Why is ANIMA different?

ANIMA is different from traditional research programmes on aviation noise because it is not focused…on noise! Most of the past research projects aim to lower noise at source (for instance, to design more silent aircraft) or community noise (for instance, through innovative noise abatement procedures at aircraft take-offs and landings). These researches are crucial and must be kept on. However, ANIMA is attempting a new approach to this issue.

ANIMA (Aviation Noise Impact Management through Novel Approaches) is a constantly evolving EU-funded project, which deals with a global issue affecting thousands of people living around airports – aviation noise. ANIMA seeks to improve the lives of people directly affected by aviation noise around Europe’s major airports. The vital part of the project is connecting with stakeholders and experts throughout the process in order to ensure relevant and timely solutions and tools.

What does ANIMA do?

Axis 1 is about analysing the current way through which airports are managing noise regulations and annoyance. It is mostly a work of review intending to analyse how the various levels of regulations are actually implemented by airports. This work will also review the huge amount of scientific findings on annoyance and health impacts to check how far recent findings have been taken in consideration by airports’ authorities in their way to cope with the issue. Eventually, we attempt to find the best practices implemented by some airports, the ones which are increasing the quality of life of neighbouring communities either by mitigating annoyance or by engaging communities in decision-making processes, which lead to consensus. These best practices and recommendations will be exemplified and tested with partnering airports and proposed for dissemination to other European airports.

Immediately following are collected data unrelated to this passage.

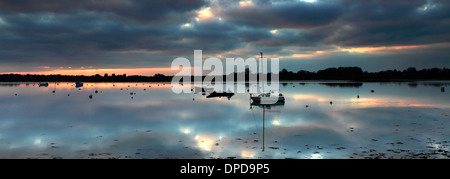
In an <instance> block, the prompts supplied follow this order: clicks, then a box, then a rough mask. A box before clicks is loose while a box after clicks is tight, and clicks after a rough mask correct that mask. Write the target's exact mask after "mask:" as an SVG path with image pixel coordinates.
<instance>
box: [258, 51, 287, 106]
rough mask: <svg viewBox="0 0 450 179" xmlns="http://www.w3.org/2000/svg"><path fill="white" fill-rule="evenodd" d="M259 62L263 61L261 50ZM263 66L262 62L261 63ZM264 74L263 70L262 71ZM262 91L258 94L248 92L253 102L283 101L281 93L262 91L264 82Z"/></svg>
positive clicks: (267, 103)
mask: <svg viewBox="0 0 450 179" xmlns="http://www.w3.org/2000/svg"><path fill="white" fill-rule="evenodd" d="M261 62H262V63H263V62H264V61H263V53H262V52H261ZM262 66H264V64H263V65H262ZM262 73H263V74H264V70H263V72H262ZM263 83H264V81H263ZM262 86H263V89H262V93H260V94H250V98H251V99H252V101H253V102H254V103H260V104H274V103H281V102H282V103H284V100H285V99H284V96H283V94H281V93H278V92H275V91H270V92H268V93H266V92H265V91H264V84H263V85H262Z"/></svg>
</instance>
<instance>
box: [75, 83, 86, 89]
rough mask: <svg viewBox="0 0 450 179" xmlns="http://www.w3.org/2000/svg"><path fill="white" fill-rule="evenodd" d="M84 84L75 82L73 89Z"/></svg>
mask: <svg viewBox="0 0 450 179" xmlns="http://www.w3.org/2000/svg"><path fill="white" fill-rule="evenodd" d="M83 85H84V83H82V82H75V88H80V87H83Z"/></svg>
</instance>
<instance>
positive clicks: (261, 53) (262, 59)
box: [259, 52, 264, 94]
mask: <svg viewBox="0 0 450 179" xmlns="http://www.w3.org/2000/svg"><path fill="white" fill-rule="evenodd" d="M261 64H262V65H261V70H262V74H261V76H260V77H262V76H263V75H264V60H263V57H262V52H261ZM259 80H261V78H260V79H259ZM263 83H264V81H263ZM262 85H263V91H262V94H264V84H262Z"/></svg>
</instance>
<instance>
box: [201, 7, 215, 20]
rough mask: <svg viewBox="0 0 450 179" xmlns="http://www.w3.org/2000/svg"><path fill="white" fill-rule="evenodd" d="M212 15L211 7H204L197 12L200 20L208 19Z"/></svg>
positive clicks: (205, 19)
mask: <svg viewBox="0 0 450 179" xmlns="http://www.w3.org/2000/svg"><path fill="white" fill-rule="evenodd" d="M213 16H214V14H213V13H212V11H211V7H207V8H204V9H202V10H200V11H198V12H197V18H199V19H202V20H207V19H210V18H212V17H213Z"/></svg>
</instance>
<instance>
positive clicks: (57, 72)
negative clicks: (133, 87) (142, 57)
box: [0, 66, 178, 76]
mask: <svg viewBox="0 0 450 179" xmlns="http://www.w3.org/2000/svg"><path fill="white" fill-rule="evenodd" d="M42 68H43V69H45V70H43V71H23V72H4V73H0V74H11V73H14V74H19V75H26V74H36V75H73V76H75V75H84V76H93V75H96V74H99V75H102V76H103V74H108V75H112V74H116V75H122V74H127V75H128V76H129V75H142V76H151V75H154V74H157V73H160V74H164V75H173V74H176V73H177V72H178V71H176V70H172V69H171V68H96V69H94V68H84V67H81V68H80V69H72V68H71V67H67V68H63V67H59V68H53V69H51V67H48V66H44V67H42ZM49 69H51V70H49Z"/></svg>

Axis 2 focuses on a better understanding of annoyance. Annoyance is not only noise intensity. We do know that, for given levels of noise, the expression of annoyance increased continuously for years. We also know that there are different kinds of annoyance – bad sleep or awakening caused by emerging noise during nights is not the same annoyance that interrupts a person's concentration at work or at school. In ANIMA, we thoroughly explore non-acoustical factors. Ideally, we aim at complementing the existing intensity-averaged noise maps by dynamic profile-dependent annoyance maps.

Axis 3 is supporting Axis 2. To understand the annoyance, we must test noise scenarios with given flight paths, fleets and aircraft. Axis 3 is developing a new series of tools that will allow volunteers to test not only the existing traffic around given airports but also some of their possible evolutions with new aircraft or flight scenarios. We will also attempt to embed findings of acoustical factors (from Axes 2 & 3) in refined mathematical models of annoyance. Therefore, there are connections between Axis 2 and Axis 3, which are mutually nurturing.

Axis 4 is about the global coordination of European research on aviation noise. Through this axis, ANIMA is encouraging the wider network of European experts and stakeholders to maintain and enrich the Common Strategic Research Roadmap on Aviation Noise. Connections will be reinforced with National Focal Points as well as with teams involved in other European and national projects. Such coordination will help by giving recommendations to the European Commission for future research and help policy-makers with relevant regulations.


ANIMA in a nutshell

We do not endeavour to lower noise but to reduce annoyance. Annoyance is also depending on non-acoustical factors and work conducted by ANIMA is primarily to understand these factors. The project is focused to alleviate the annoyance endured by communities through non-acoustical factors rather than by lowering noise itself. In that sense, this is an original and complementary approach.